Suicide is a desperate attempt to escape suffering that has become unbearable.  Blinded by feelings of self-loathing, hopelessness and isolation, a suicidal person can’t see any way of finding relief except through death.  But despite their desire for the pain to stop, most suicidal people are deeply conflicted about ending their own lives.  They wish there was an alternative, but they just cannot see one.

Don’t let yourself, your family, children, friends, or loved ones become a statistic.  Make time for yourself and your family and friends.  Be there for them.  There will be difficult decisions to make from time to time.  We can choose what path is best for us and have loving relationships.

 

I speak from some experience on the subject.  It’s difficult to leave a job, or speak up about the abuse whether at our employment or in our household or in school.  Yet we need to be strong and take action.  We need to confide in someone who cares enough to listen try to help.

My husband suffered from major depression, yet he hid it from everyone until the end.  I cannot tell you how many “what ifs” and could have or should haves I have suggested since that fateful day.  I’ve found what’s important is not the past, however, but how we react to it and create a better future.  Or even more important, what “action” we take to prevent further unnecessary acts going forward.
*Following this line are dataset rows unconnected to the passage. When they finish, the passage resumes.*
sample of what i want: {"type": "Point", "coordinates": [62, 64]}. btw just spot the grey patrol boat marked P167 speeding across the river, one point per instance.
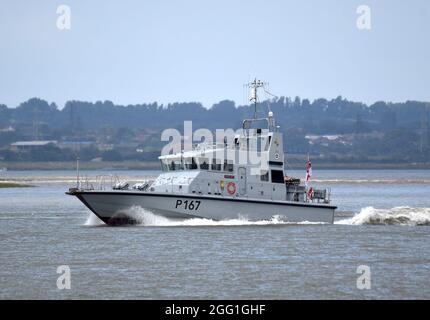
{"type": "Point", "coordinates": [205, 183]}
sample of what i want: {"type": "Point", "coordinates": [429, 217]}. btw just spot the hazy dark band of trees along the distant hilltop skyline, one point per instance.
{"type": "Point", "coordinates": [336, 116]}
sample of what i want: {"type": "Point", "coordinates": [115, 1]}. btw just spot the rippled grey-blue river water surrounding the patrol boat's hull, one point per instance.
{"type": "Point", "coordinates": [382, 225]}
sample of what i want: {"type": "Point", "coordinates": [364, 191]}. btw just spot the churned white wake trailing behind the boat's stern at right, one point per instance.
{"type": "Point", "coordinates": [407, 216]}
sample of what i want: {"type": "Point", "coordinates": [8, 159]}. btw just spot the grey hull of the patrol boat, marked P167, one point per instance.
{"type": "Point", "coordinates": [114, 207]}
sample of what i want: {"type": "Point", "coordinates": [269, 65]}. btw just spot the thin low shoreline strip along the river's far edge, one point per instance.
{"type": "Point", "coordinates": [155, 165]}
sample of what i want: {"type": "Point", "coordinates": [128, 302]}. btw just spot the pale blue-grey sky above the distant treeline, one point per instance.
{"type": "Point", "coordinates": [165, 51]}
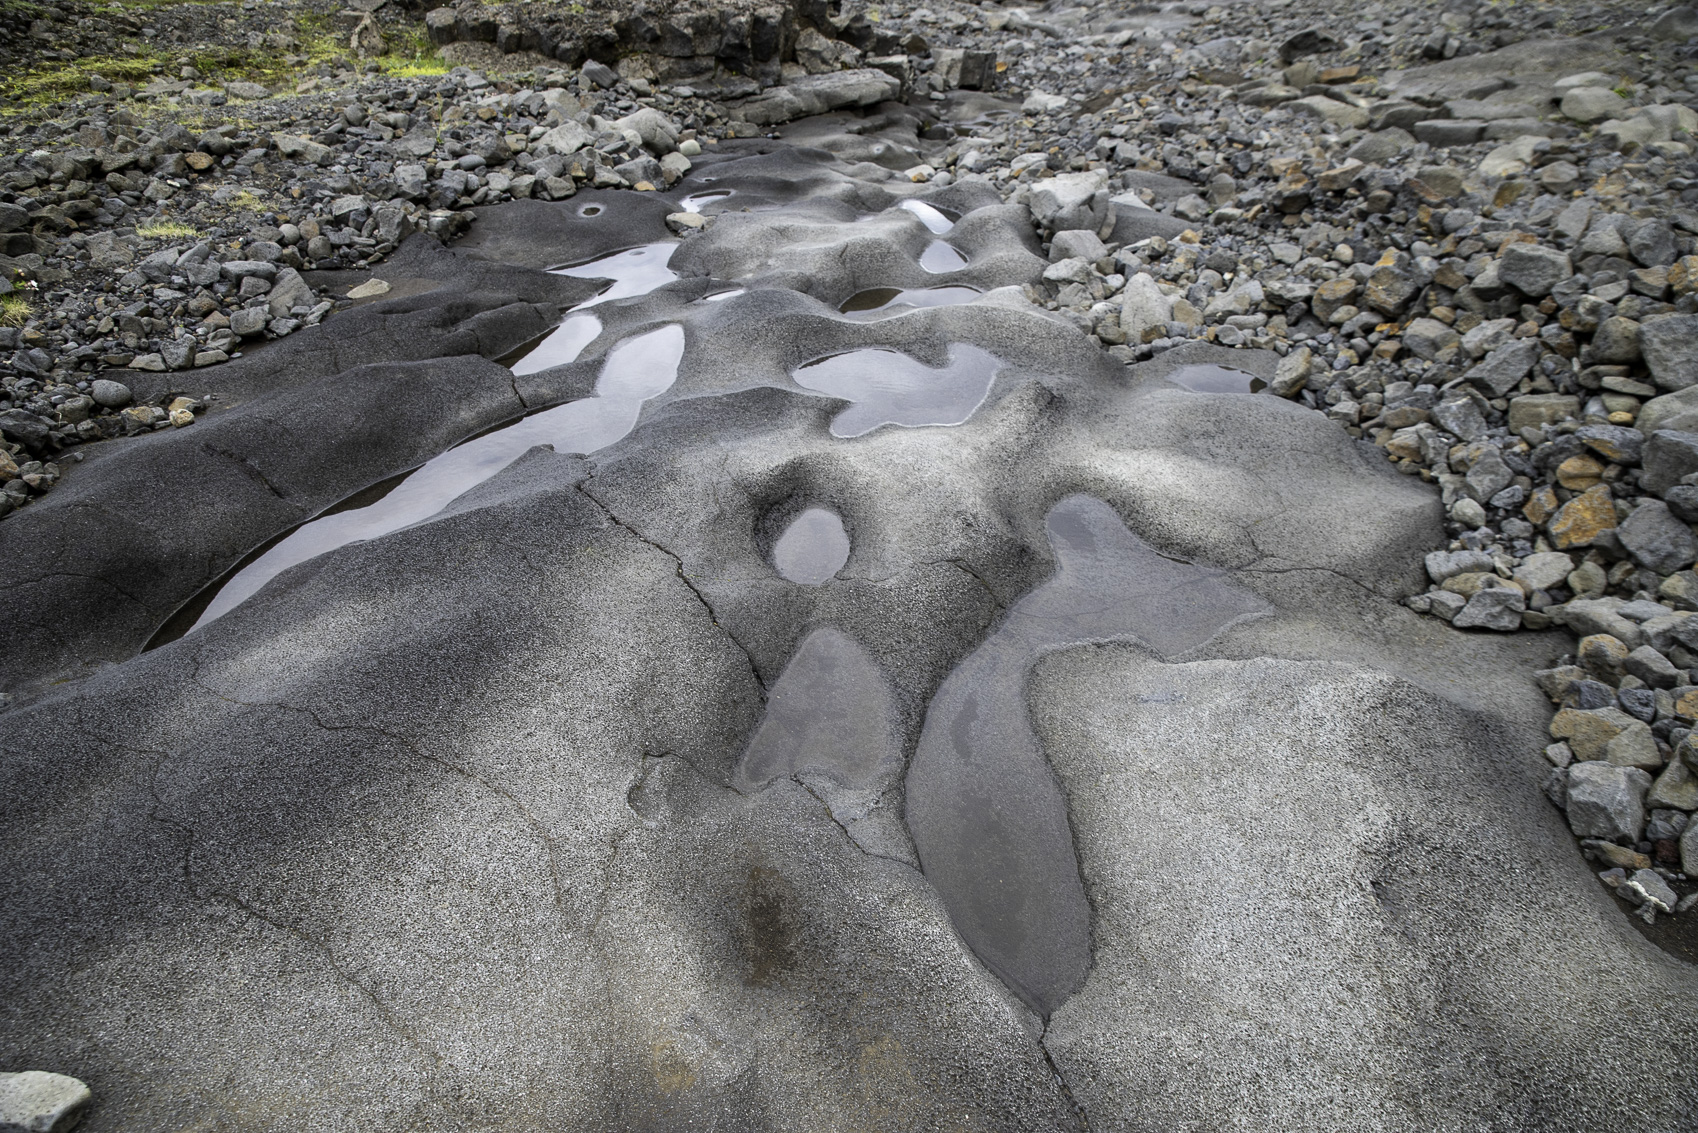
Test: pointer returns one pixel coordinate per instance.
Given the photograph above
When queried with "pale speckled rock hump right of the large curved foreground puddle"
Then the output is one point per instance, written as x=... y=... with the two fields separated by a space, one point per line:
x=1317 y=930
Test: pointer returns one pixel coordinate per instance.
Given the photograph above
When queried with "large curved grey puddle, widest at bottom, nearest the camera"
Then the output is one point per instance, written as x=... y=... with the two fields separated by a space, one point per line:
x=986 y=811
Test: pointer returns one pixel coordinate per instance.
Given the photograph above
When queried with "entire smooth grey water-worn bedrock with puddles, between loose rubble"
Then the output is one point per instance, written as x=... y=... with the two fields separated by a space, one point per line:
x=748 y=655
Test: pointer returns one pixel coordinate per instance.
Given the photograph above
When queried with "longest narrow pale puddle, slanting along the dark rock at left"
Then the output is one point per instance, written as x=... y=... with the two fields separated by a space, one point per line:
x=634 y=371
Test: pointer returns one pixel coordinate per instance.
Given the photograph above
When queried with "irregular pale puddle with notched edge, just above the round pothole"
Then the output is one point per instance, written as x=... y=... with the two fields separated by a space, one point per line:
x=891 y=388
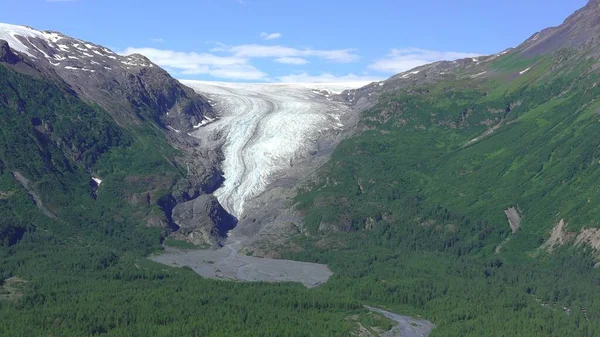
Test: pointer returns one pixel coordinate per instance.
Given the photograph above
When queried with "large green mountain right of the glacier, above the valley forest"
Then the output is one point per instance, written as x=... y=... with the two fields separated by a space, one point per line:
x=513 y=130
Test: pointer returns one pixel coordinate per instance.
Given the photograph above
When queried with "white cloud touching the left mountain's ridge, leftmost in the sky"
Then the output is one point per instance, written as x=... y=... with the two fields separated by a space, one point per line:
x=235 y=68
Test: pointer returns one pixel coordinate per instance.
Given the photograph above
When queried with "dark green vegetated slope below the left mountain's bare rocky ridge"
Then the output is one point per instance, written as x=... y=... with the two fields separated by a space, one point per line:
x=52 y=146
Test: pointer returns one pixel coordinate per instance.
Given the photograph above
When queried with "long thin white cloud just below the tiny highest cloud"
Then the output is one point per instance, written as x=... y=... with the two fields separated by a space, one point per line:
x=257 y=50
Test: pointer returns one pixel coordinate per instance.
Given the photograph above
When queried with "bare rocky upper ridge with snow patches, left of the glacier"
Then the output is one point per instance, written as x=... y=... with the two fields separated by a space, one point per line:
x=130 y=88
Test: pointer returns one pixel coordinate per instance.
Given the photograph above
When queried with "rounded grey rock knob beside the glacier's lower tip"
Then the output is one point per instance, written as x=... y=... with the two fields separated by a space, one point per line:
x=202 y=221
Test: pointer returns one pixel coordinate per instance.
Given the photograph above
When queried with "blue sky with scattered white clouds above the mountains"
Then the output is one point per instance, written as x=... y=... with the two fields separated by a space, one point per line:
x=291 y=41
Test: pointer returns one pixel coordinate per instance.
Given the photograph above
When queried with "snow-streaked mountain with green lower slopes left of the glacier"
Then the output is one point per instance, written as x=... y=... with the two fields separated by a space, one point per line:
x=112 y=119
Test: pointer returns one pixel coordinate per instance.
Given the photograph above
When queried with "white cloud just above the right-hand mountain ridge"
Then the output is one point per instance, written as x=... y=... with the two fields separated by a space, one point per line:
x=399 y=60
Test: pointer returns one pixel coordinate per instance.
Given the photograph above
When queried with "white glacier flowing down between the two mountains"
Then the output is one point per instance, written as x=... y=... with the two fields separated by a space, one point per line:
x=265 y=128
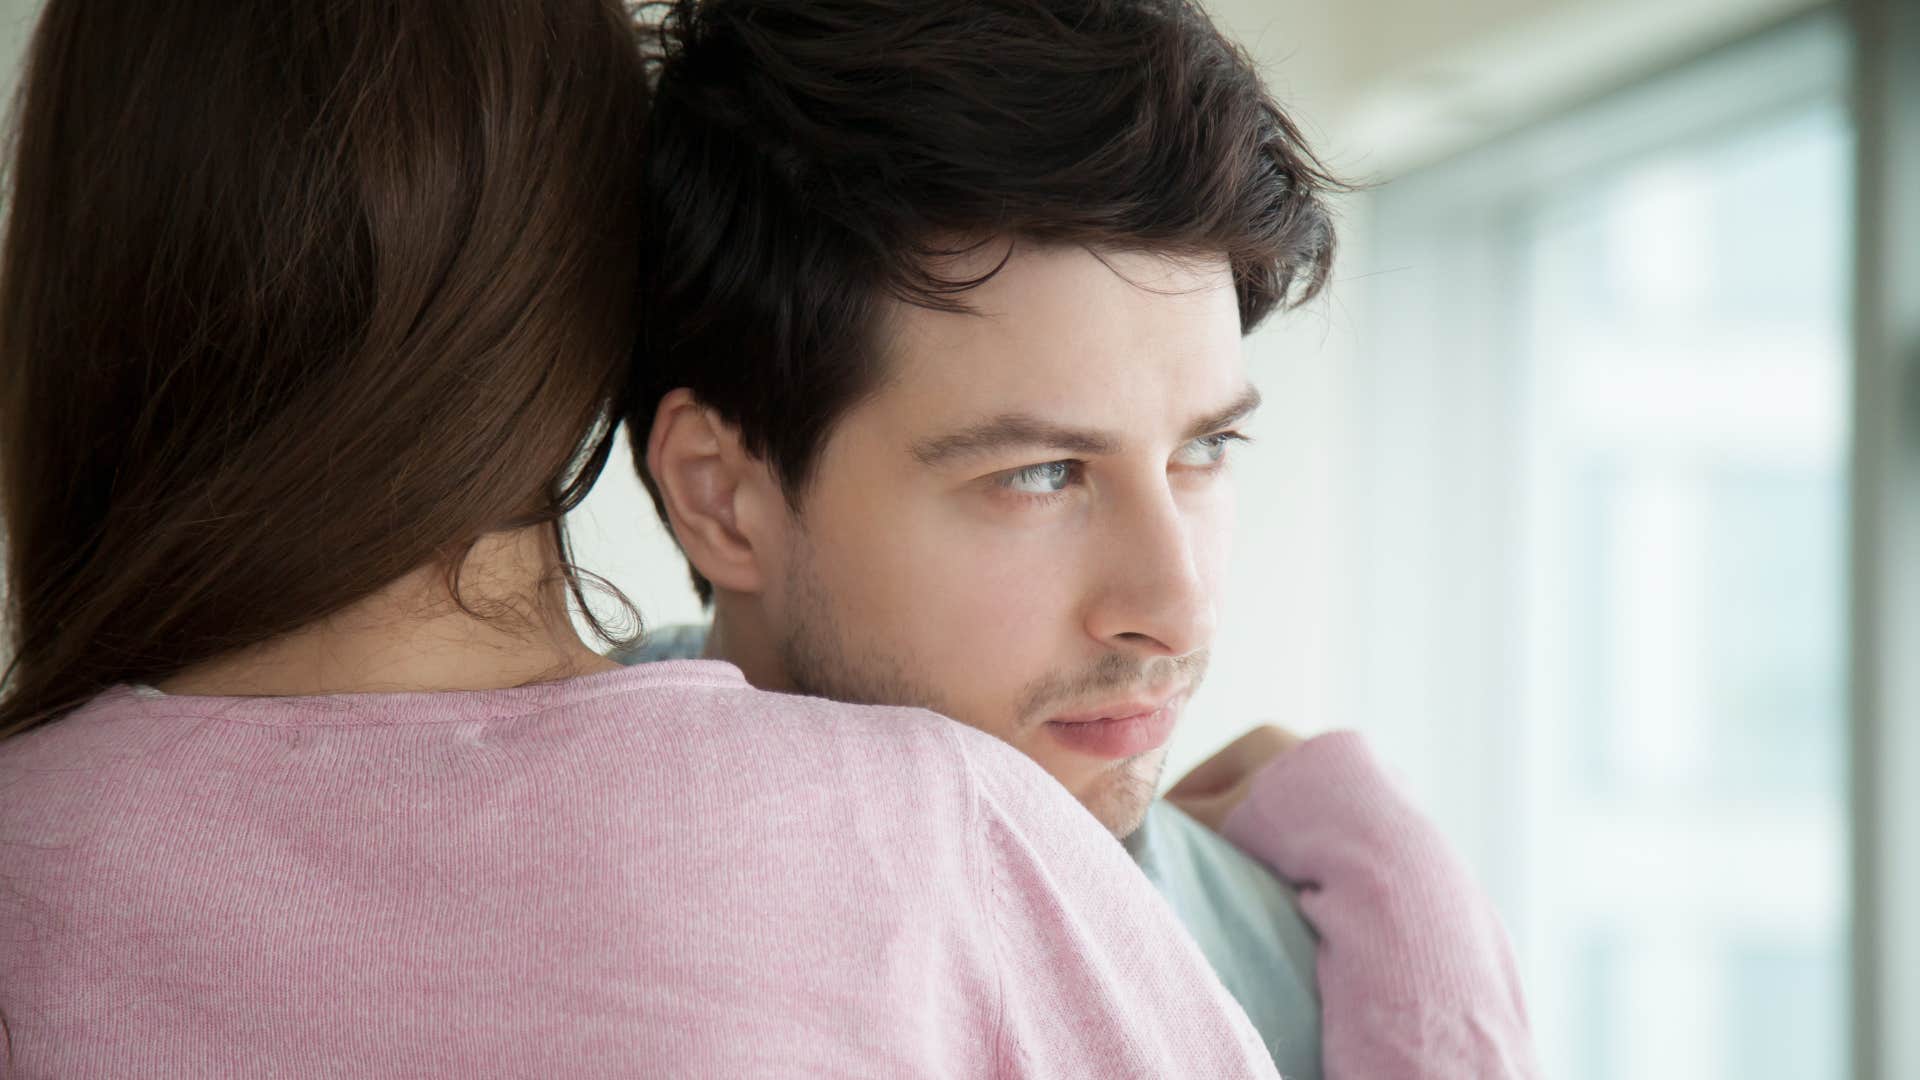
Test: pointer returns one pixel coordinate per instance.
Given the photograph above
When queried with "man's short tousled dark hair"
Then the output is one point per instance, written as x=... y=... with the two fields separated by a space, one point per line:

I chose to write and share my thoughts, experiences and the information learned with everyone I can reach.  I still have moments of pain and tears, though I’ve learned how to live through it.  But you don’t have to – not if you take action now.  What I hope for you is to see the world around you again as the beautiful, happy place it can be.  Life is NOT all pain and suffering.  That’s optional.  We can learn to fill our life with love and joy again by choosing what is most important to us and making improvements.  Much like a house, our life can become cracked from stress and abuse and needs rebuilding.

No matter what has happened in your past, remember it is the present and the future that matter most.  Everyone can start over.  It’s just a matter of deciding to do so.  Nothing stands in the way of you and your future happiness.